Quasi tutti i migranti scomparsi hanno perso la vita nel canale di Sicilia, in quel braccio di mare che separa la Libia dall’Italia, il percorso di gran lunga più pericoloso per raggiungere l’Europa. “Nonostante l’Italia e la Grecia siano entrambe interessate da flussi migratori molto significativi (rispettivamente circa 97.000 e 90.500) – si legge nel rapporto Oim – i tassi di mortalità sono molto diversi: sono stati circa 1.930 i migranti morti nel tentativo di arrivare in Italia, mentre sono stati circa 60 i migranti morti sulla rotta verso la Grecia”. Solo nell’ultima settimana, infatti, il mare ha restituito 19 corpi senza vita. 14 salme sono state ripescate in acque internazionali da una nave della marina irlandese e sono arrivate il 29 luglio a Messina (morti di sete e stanchezza); lunedì c’erano cinque morti sulla nave di Medici Senza Frontiere arrivata a Palermo.

Potrebbe andare peggio? Paradossalmente sì. Lo scrive l’Oim riconoscendo la validità del lavoro delle forze navali che ogni giorno salvano vite in mezzo al mare. “Il numero dei decessi è diminuito in maniera significativa negli ultimi mesi e ciò è dovuto in gran parte al potenziamento dell’operazione Triton: il Mediterraneo è ora perlustrato da un maggior numero di imbarcazioni che si possono spingere fino a dove partono le richieste di soccorso”. Sono altre cifre, più consolanti.
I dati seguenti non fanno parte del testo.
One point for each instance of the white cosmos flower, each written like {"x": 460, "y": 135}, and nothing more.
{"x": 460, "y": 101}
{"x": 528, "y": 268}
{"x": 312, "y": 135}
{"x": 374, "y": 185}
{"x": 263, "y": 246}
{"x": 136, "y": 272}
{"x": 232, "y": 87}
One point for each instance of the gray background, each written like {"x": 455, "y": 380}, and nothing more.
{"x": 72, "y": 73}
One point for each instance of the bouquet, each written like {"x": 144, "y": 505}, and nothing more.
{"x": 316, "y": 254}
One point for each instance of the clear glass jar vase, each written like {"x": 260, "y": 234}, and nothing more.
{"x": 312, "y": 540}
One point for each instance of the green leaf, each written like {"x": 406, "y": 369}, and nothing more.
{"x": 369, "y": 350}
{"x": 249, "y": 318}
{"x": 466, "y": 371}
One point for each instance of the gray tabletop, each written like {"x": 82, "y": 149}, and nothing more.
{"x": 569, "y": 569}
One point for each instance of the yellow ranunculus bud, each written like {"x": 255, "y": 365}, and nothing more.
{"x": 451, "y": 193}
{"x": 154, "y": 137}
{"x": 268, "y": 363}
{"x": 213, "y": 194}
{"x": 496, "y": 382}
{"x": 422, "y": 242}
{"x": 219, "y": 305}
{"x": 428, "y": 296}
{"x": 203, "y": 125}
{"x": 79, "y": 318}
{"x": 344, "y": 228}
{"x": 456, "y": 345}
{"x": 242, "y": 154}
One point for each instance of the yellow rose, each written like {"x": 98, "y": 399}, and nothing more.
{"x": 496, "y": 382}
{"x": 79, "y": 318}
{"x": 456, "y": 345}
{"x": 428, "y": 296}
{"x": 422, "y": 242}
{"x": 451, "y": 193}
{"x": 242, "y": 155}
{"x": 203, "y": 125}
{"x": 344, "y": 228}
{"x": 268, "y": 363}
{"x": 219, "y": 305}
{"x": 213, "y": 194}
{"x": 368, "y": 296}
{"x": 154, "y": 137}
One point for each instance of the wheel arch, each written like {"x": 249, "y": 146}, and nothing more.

In questi primi sette mesi dell’anno sono quasi 188 mila i migranti salvati nel Mediterraneo. I principali paesi di origine degli stranieri arrivati in Italia quest’anno sono l’Eritrea, la Nigeria, la Somalia, la Siria, il Gambia e il Sudan. Sono dati sicuramente significativi e non trascurabili che comunque, sottolinea l’Oim, nulla hanno a che fare con la cosiddetta “emergenza” o “invasione” visto che i cittadini europei sono più di 500 milioni (il Libano, che conta una popolazione di 4 milioni di abitanti, ospita 1 milione e mezzo di profughi siriani). Secondo l’Oim, che si augura un rafforzamento delle operazioni di salvataggio, nei prossimi mesi i flussi migratori verso l’Italia sono destinati a crescere, “e la soglia dei 200 mila sarà raggiunta molto presto”. E molto presto – anche questa è una certezza – in assenza di un progetto di accoglienza proseguirà la conta dei morti. “La chiusura non è una risposta – ha detto monsignor Giancarlo Perego, direttore della fondazione Migrantes della Cei – perché la chiusura non farà altro che aumentare queste tragedie, come nell’Eurotunnel della Manica e come abbiamo visto ultimamente nel Mediterraneo.

Fortunatamente non è stato il caso degli ultimi due sbarchi. Ieri, a Messina, sul molo Marconi, una unità militare della Guardia costiera ha messo in salvo 305 migranti (tra cui 38 donne). Sempre ieri, nel porto di Vibo Valentia, è arrivata una nave della marina svedese con 427 migranti provenienti dall’Africa sub sahariana (336 uomini, 83 donne e 8 minori).